November 26, 2024 · Declared Dead · 🏛 Computer Vision and Pattern Recognition

"No code URL or promise found in abstract"

Evidence collected by the PWNC Scanner

Authors Omri Kaduri, Shai Bagon, Tali Dekel arXiv ID 2411.17491 Category cs.CV: Computer Vision Cross-listed cs.AI Citations 29 Venue Computer Vision and Pattern Recognition Last Checked 4 months ago

Abstract

Vision-Language Models (VLMs) have recently demonstrated remarkable capabilities in comprehending complex visual content. However, the mechanisms underlying how VLMs process visual information remain largely unexplored. In this paper, we conduct a thorough empirical analysis, focusing on attention modules across layers.
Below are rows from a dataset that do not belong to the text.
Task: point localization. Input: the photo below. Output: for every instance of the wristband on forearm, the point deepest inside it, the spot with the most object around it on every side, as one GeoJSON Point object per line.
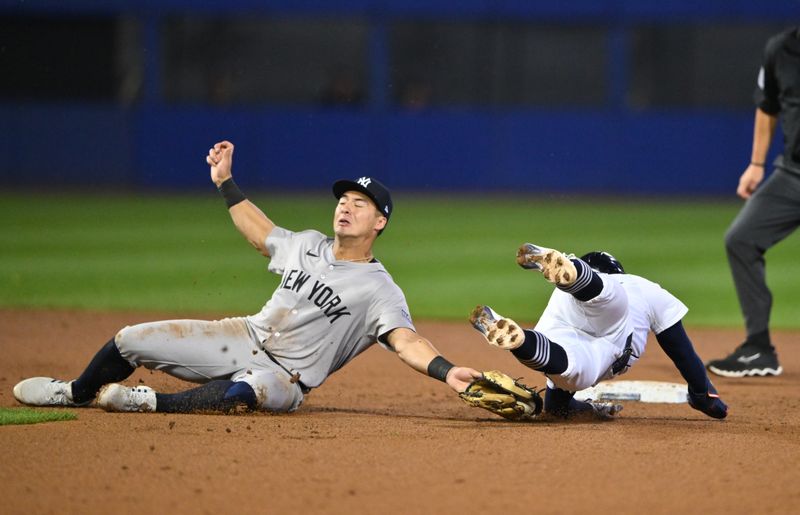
{"type": "Point", "coordinates": [231, 192]}
{"type": "Point", "coordinates": [438, 368]}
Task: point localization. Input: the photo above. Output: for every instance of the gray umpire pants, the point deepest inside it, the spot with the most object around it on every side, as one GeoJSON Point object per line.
{"type": "Point", "coordinates": [769, 216]}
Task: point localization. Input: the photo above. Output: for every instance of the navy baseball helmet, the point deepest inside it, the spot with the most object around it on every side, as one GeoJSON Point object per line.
{"type": "Point", "coordinates": [603, 262]}
{"type": "Point", "coordinates": [372, 188]}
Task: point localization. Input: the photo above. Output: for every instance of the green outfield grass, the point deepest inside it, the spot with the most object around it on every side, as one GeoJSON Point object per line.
{"type": "Point", "coordinates": [181, 253]}
{"type": "Point", "coordinates": [17, 416]}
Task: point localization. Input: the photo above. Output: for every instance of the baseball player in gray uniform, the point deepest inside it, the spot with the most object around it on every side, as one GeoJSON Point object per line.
{"type": "Point", "coordinates": [333, 302]}
{"type": "Point", "coordinates": [595, 327]}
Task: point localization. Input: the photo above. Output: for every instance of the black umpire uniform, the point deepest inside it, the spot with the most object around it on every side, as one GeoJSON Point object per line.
{"type": "Point", "coordinates": [770, 214]}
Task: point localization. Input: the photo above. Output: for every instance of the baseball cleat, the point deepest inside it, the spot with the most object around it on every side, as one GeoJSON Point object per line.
{"type": "Point", "coordinates": [555, 266]}
{"type": "Point", "coordinates": [747, 360]}
{"type": "Point", "coordinates": [498, 331]}
{"type": "Point", "coordinates": [45, 391]}
{"type": "Point", "coordinates": [605, 410]}
{"type": "Point", "coordinates": [117, 397]}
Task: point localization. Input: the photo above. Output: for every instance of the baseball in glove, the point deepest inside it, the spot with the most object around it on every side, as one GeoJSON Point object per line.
{"type": "Point", "coordinates": [503, 395]}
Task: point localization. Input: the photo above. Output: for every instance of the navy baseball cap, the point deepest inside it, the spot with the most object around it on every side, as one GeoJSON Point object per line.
{"type": "Point", "coordinates": [372, 188]}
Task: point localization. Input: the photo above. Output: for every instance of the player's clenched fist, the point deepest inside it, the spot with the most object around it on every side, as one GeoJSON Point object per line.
{"type": "Point", "coordinates": [220, 158]}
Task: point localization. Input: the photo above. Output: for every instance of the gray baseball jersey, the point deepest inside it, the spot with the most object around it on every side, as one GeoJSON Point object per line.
{"type": "Point", "coordinates": [324, 312]}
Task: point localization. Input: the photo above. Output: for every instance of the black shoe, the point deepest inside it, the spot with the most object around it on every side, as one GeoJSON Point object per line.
{"type": "Point", "coordinates": [747, 360]}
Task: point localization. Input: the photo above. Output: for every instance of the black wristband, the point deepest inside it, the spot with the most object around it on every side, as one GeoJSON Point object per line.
{"type": "Point", "coordinates": [439, 367]}
{"type": "Point", "coordinates": [231, 192]}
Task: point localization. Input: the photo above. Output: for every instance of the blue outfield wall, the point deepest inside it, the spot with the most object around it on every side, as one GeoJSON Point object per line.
{"type": "Point", "coordinates": [154, 144]}
{"type": "Point", "coordinates": [549, 151]}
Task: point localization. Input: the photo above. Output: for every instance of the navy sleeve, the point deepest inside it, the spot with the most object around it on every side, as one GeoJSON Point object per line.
{"type": "Point", "coordinates": [766, 95]}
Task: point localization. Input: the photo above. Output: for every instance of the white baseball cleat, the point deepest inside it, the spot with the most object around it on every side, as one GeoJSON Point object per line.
{"type": "Point", "coordinates": [117, 397]}
{"type": "Point", "coordinates": [555, 266]}
{"type": "Point", "coordinates": [45, 391]}
{"type": "Point", "coordinates": [498, 331]}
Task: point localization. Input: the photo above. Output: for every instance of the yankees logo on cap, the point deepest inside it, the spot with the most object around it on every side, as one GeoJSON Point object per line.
{"type": "Point", "coordinates": [372, 188]}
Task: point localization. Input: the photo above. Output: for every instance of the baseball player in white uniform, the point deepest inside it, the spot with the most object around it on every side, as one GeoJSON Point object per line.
{"type": "Point", "coordinates": [334, 301]}
{"type": "Point", "coordinates": [595, 327]}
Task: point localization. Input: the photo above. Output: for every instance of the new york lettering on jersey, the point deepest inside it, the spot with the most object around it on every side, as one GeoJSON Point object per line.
{"type": "Point", "coordinates": [320, 294]}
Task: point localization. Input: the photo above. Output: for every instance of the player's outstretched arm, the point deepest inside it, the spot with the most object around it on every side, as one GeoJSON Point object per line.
{"type": "Point", "coordinates": [763, 130]}
{"type": "Point", "coordinates": [248, 218]}
{"type": "Point", "coordinates": [702, 394]}
{"type": "Point", "coordinates": [420, 354]}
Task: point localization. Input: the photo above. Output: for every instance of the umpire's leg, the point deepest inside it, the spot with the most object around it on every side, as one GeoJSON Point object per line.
{"type": "Point", "coordinates": [770, 215]}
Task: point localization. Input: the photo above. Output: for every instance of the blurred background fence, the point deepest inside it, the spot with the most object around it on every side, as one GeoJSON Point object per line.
{"type": "Point", "coordinates": [596, 96]}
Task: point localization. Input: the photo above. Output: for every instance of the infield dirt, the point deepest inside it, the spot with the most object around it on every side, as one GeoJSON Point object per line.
{"type": "Point", "coordinates": [378, 437]}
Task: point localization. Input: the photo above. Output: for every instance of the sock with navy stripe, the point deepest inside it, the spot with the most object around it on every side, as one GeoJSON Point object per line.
{"type": "Point", "coordinates": [539, 353]}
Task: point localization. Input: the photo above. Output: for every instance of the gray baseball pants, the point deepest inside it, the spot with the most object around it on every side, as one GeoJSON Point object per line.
{"type": "Point", "coordinates": [769, 216]}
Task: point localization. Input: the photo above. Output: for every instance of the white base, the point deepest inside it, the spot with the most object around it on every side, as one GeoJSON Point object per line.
{"type": "Point", "coordinates": [642, 391]}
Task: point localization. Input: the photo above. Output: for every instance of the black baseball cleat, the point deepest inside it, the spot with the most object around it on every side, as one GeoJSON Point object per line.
{"type": "Point", "coordinates": [747, 360]}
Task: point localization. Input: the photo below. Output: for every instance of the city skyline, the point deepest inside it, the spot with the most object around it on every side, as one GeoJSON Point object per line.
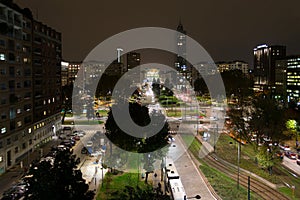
{"type": "Point", "coordinates": [227, 30]}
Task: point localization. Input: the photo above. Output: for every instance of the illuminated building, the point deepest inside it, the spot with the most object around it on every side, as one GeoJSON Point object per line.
{"type": "Point", "coordinates": [264, 64]}
{"type": "Point", "coordinates": [30, 94]}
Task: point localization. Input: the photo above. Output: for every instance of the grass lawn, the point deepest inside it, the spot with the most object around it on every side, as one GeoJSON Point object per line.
{"type": "Point", "coordinates": [194, 145]}
{"type": "Point", "coordinates": [225, 187]}
{"type": "Point", "coordinates": [226, 149]}
{"type": "Point", "coordinates": [113, 183]}
{"type": "Point", "coordinates": [102, 113]}
{"type": "Point", "coordinates": [280, 175]}
{"type": "Point", "coordinates": [83, 122]}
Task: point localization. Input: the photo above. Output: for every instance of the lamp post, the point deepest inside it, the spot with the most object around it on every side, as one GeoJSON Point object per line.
{"type": "Point", "coordinates": [195, 197]}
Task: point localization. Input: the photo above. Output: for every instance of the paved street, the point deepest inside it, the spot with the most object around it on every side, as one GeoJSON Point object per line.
{"type": "Point", "coordinates": [191, 178]}
{"type": "Point", "coordinates": [292, 165]}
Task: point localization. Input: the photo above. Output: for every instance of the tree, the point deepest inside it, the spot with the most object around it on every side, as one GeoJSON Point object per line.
{"type": "Point", "coordinates": [140, 115]}
{"type": "Point", "coordinates": [267, 118]}
{"type": "Point", "coordinates": [200, 86]}
{"type": "Point", "coordinates": [138, 193]}
{"type": "Point", "coordinates": [57, 178]}
{"type": "Point", "coordinates": [265, 159]}
{"type": "Point", "coordinates": [67, 92]}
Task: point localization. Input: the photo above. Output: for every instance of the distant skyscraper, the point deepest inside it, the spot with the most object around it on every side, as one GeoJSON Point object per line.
{"type": "Point", "coordinates": [180, 61]}
{"type": "Point", "coordinates": [232, 65]}
{"type": "Point", "coordinates": [69, 72]}
{"type": "Point", "coordinates": [133, 60]}
{"type": "Point", "coordinates": [264, 64]}
{"type": "Point", "coordinates": [293, 79]}
{"type": "Point", "coordinates": [30, 84]}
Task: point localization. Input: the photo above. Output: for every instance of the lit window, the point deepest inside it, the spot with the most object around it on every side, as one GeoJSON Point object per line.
{"type": "Point", "coordinates": [2, 56]}
{"type": "Point", "coordinates": [3, 130]}
{"type": "Point", "coordinates": [19, 123]}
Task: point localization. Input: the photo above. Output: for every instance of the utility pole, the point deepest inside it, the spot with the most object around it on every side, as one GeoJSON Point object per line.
{"type": "Point", "coordinates": [249, 188]}
{"type": "Point", "coordinates": [238, 162]}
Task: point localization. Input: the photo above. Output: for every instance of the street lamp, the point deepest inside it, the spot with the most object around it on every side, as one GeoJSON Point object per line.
{"type": "Point", "coordinates": [195, 197]}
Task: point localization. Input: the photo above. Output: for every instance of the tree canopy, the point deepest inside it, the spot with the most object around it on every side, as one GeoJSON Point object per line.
{"type": "Point", "coordinates": [57, 178]}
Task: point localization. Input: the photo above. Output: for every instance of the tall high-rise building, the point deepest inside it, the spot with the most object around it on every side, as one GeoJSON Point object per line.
{"type": "Point", "coordinates": [30, 101]}
{"type": "Point", "coordinates": [232, 65]}
{"type": "Point", "coordinates": [264, 64]}
{"type": "Point", "coordinates": [180, 61]}
{"type": "Point", "coordinates": [133, 60]}
{"type": "Point", "coordinates": [69, 72]}
{"type": "Point", "coordinates": [293, 79]}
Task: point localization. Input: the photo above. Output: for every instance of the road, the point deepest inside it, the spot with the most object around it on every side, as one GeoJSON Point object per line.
{"type": "Point", "coordinates": [292, 165]}
{"type": "Point", "coordinates": [190, 175]}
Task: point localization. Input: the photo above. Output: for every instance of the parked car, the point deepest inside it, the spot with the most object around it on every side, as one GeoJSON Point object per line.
{"type": "Point", "coordinates": [298, 159]}
{"type": "Point", "coordinates": [76, 137]}
{"type": "Point", "coordinates": [84, 150]}
{"type": "Point", "coordinates": [89, 144]}
{"type": "Point", "coordinates": [291, 155]}
{"type": "Point", "coordinates": [62, 137]}
{"type": "Point", "coordinates": [285, 147]}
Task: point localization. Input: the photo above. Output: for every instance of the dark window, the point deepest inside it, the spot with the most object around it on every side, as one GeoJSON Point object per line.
{"type": "Point", "coordinates": [11, 57]}
{"type": "Point", "coordinates": [12, 71]}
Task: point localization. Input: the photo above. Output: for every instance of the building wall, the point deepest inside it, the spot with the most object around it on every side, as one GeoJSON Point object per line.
{"type": "Point", "coordinates": [264, 64]}
{"type": "Point", "coordinates": [293, 79]}
{"type": "Point", "coordinates": [29, 74]}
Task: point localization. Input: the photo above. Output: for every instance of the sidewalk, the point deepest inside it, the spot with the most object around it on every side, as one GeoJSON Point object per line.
{"type": "Point", "coordinates": [93, 173]}
{"type": "Point", "coordinates": [15, 173]}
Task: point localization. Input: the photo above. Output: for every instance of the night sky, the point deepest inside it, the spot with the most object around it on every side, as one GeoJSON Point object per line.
{"type": "Point", "coordinates": [228, 30]}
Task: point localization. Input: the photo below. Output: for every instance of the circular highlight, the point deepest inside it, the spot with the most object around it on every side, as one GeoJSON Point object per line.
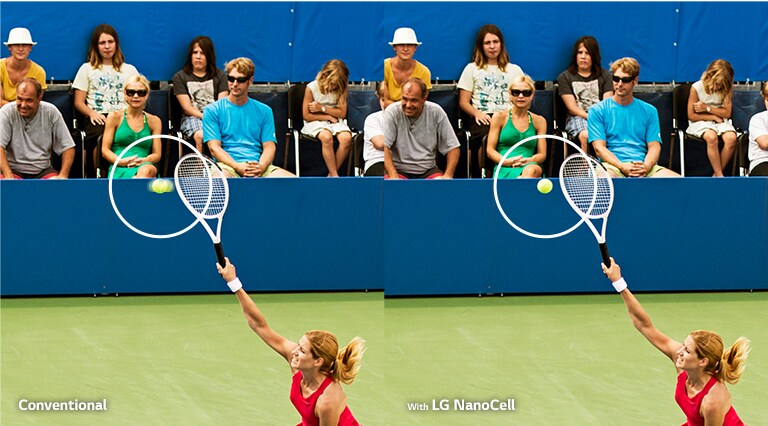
{"type": "Point", "coordinates": [112, 196]}
{"type": "Point", "coordinates": [496, 191]}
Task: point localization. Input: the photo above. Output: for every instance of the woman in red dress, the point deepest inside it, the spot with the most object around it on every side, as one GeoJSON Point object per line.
{"type": "Point", "coordinates": [318, 366]}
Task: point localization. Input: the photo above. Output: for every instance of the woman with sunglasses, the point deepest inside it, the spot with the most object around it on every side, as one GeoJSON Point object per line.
{"type": "Point", "coordinates": [514, 125]}
{"type": "Point", "coordinates": [582, 85]}
{"type": "Point", "coordinates": [198, 85]}
{"type": "Point", "coordinates": [484, 86]}
{"type": "Point", "coordinates": [702, 363]}
{"type": "Point", "coordinates": [99, 83]}
{"type": "Point", "coordinates": [126, 127]}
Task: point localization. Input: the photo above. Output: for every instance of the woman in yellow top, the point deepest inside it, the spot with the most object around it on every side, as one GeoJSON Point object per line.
{"type": "Point", "coordinates": [18, 66]}
{"type": "Point", "coordinates": [401, 67]}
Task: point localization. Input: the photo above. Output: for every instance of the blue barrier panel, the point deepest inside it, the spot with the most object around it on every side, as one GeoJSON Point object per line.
{"type": "Point", "coordinates": [668, 234]}
{"type": "Point", "coordinates": [406, 237]}
{"type": "Point", "coordinates": [62, 237]}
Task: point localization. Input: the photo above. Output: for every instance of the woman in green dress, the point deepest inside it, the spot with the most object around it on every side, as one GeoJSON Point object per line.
{"type": "Point", "coordinates": [129, 125]}
{"type": "Point", "coordinates": [512, 126]}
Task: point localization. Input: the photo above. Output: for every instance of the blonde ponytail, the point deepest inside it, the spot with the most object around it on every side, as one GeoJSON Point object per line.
{"type": "Point", "coordinates": [732, 363]}
{"type": "Point", "coordinates": [347, 363]}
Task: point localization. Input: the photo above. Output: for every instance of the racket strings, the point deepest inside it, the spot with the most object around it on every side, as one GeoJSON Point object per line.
{"type": "Point", "coordinates": [203, 188]}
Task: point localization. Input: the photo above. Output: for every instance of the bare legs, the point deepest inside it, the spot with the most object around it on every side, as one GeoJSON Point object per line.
{"type": "Point", "coordinates": [334, 160]}
{"type": "Point", "coordinates": [717, 158]}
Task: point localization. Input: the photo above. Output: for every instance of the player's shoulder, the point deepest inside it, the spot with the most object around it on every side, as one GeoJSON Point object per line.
{"type": "Point", "coordinates": [333, 396]}
{"type": "Point", "coordinates": [717, 400]}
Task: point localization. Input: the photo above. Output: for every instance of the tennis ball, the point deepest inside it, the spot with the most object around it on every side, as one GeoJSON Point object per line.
{"type": "Point", "coordinates": [157, 186]}
{"type": "Point", "coordinates": [167, 185]}
{"type": "Point", "coordinates": [544, 186]}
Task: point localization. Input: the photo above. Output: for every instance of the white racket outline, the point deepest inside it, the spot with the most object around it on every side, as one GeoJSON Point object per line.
{"type": "Point", "coordinates": [112, 198]}
{"type": "Point", "coordinates": [496, 192]}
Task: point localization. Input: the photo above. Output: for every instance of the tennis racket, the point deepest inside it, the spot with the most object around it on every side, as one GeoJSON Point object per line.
{"type": "Point", "coordinates": [203, 189]}
{"type": "Point", "coordinates": [589, 190]}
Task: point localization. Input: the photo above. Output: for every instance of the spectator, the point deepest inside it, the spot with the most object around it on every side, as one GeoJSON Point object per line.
{"type": "Point", "coordinates": [30, 129]}
{"type": "Point", "coordinates": [240, 131]}
{"type": "Point", "coordinates": [197, 85]}
{"type": "Point", "coordinates": [514, 125]}
{"type": "Point", "coordinates": [18, 65]}
{"type": "Point", "coordinates": [325, 111]}
{"type": "Point", "coordinates": [758, 139]}
{"type": "Point", "coordinates": [625, 131]}
{"type": "Point", "coordinates": [709, 113]}
{"type": "Point", "coordinates": [414, 131]}
{"type": "Point", "coordinates": [401, 67]}
{"type": "Point", "coordinates": [583, 84]}
{"type": "Point", "coordinates": [484, 86]}
{"type": "Point", "coordinates": [318, 365]}
{"type": "Point", "coordinates": [99, 84]}
{"type": "Point", "coordinates": [120, 132]}
{"type": "Point", "coordinates": [702, 364]}
{"type": "Point", "coordinates": [373, 133]}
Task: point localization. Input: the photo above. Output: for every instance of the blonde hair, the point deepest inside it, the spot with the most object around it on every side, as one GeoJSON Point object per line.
{"type": "Point", "coordinates": [341, 365]}
{"type": "Point", "coordinates": [334, 73]}
{"type": "Point", "coordinates": [138, 78]}
{"type": "Point", "coordinates": [523, 79]}
{"type": "Point", "coordinates": [628, 65]}
{"type": "Point", "coordinates": [725, 365]}
{"type": "Point", "coordinates": [718, 74]}
{"type": "Point", "coordinates": [242, 65]}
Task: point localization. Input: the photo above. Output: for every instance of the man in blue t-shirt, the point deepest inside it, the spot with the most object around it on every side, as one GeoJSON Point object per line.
{"type": "Point", "coordinates": [240, 131]}
{"type": "Point", "coordinates": [625, 131]}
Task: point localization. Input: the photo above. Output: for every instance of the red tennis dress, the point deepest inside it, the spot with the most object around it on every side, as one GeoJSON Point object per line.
{"type": "Point", "coordinates": [306, 406]}
{"type": "Point", "coordinates": [691, 406]}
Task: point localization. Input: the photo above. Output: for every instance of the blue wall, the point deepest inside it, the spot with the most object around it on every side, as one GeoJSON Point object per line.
{"type": "Point", "coordinates": [408, 237]}
{"type": "Point", "coordinates": [289, 41]}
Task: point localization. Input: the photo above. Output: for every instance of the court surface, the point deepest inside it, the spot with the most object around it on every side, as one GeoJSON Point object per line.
{"type": "Point", "coordinates": [193, 360]}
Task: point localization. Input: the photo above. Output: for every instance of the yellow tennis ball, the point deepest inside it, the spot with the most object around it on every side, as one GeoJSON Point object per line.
{"type": "Point", "coordinates": [544, 186]}
{"type": "Point", "coordinates": [157, 186]}
{"type": "Point", "coordinates": [167, 185]}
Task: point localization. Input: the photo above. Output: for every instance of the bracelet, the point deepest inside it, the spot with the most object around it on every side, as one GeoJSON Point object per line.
{"type": "Point", "coordinates": [235, 285]}
{"type": "Point", "coordinates": [620, 285]}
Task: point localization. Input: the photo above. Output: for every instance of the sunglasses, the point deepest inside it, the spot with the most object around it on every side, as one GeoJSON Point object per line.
{"type": "Point", "coordinates": [517, 93]}
{"type": "Point", "coordinates": [232, 79]}
{"type": "Point", "coordinates": [627, 80]}
{"type": "Point", "coordinates": [131, 93]}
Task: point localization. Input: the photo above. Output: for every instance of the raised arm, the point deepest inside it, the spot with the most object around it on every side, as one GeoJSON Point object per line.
{"type": "Point", "coordinates": [255, 318]}
{"type": "Point", "coordinates": [639, 317]}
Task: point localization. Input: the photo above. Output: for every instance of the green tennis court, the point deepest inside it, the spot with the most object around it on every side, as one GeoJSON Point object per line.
{"type": "Point", "coordinates": [193, 359]}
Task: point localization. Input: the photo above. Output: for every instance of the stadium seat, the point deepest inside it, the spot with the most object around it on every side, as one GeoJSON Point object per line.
{"type": "Point", "coordinates": [697, 162]}
{"type": "Point", "coordinates": [305, 146]}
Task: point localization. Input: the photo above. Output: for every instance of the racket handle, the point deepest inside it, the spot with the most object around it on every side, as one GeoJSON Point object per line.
{"type": "Point", "coordinates": [220, 254]}
{"type": "Point", "coordinates": [604, 253]}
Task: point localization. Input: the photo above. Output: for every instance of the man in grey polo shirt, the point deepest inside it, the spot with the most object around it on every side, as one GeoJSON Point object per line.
{"type": "Point", "coordinates": [414, 131]}
{"type": "Point", "coordinates": [30, 130]}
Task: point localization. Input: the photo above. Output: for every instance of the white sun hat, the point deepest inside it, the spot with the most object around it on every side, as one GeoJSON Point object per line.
{"type": "Point", "coordinates": [404, 36]}
{"type": "Point", "coordinates": [19, 35]}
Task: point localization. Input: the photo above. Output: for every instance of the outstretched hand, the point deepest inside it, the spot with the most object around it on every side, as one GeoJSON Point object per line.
{"type": "Point", "coordinates": [228, 272]}
{"type": "Point", "coordinates": [614, 272]}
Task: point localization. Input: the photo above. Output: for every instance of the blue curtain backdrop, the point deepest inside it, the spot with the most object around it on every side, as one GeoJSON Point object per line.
{"type": "Point", "coordinates": [289, 41]}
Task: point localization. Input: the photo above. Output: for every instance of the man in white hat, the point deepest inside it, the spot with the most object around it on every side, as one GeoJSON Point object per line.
{"type": "Point", "coordinates": [402, 66]}
{"type": "Point", "coordinates": [18, 66]}
{"type": "Point", "coordinates": [30, 130]}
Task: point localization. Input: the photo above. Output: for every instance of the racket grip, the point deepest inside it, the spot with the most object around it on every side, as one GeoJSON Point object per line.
{"type": "Point", "coordinates": [220, 254]}
{"type": "Point", "coordinates": [605, 254]}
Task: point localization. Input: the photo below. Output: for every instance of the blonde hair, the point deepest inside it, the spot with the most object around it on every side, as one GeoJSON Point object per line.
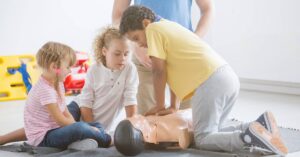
{"type": "Point", "coordinates": [54, 52]}
{"type": "Point", "coordinates": [103, 40]}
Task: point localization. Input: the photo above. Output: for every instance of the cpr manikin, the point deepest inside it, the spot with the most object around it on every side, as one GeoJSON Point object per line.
{"type": "Point", "coordinates": [132, 134]}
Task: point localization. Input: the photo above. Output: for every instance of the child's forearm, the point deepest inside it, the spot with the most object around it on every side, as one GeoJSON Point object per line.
{"type": "Point", "coordinates": [14, 136]}
{"type": "Point", "coordinates": [131, 110]}
{"type": "Point", "coordinates": [60, 118]}
{"type": "Point", "coordinates": [86, 114]}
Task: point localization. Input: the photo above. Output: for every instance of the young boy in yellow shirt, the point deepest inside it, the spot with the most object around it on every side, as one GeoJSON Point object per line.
{"type": "Point", "coordinates": [192, 69]}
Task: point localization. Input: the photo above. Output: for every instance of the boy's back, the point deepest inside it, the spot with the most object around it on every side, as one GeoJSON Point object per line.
{"type": "Point", "coordinates": [189, 60]}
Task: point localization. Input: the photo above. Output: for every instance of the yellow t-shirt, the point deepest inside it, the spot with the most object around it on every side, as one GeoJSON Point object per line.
{"type": "Point", "coordinates": [189, 60]}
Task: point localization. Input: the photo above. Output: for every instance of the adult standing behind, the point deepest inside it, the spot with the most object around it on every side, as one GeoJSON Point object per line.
{"type": "Point", "coordinates": [175, 10]}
We reveal several key insights about how these models process visual data: (i) the internal representation of the query tokens (e.g., representations of "describe the image"), is utilized by VLMs to store global image information; we demonstrate that these models generate surprisingly descriptive responses solely from these tokens, without direct access to image tokens. (ii) Cross-modal information flow is predominantly influenced by the middle layers (approximately 25% of all layers), while early and late layers contribute only marginally.(iii) Fine-grained visual attributes and object details are directly extracted from image tokens in a spatially localized manner, i.e., the generated tokens associated with a specific object or attribute attend strongly to their corresponding regions in the image. We propose novel quantitative evaluation to validate our observations, leveraging real-world complex visual scenes. Finally, we demonstrate the potential of our findings in facilitating efficient visual processing in state-of-the-art VLMs.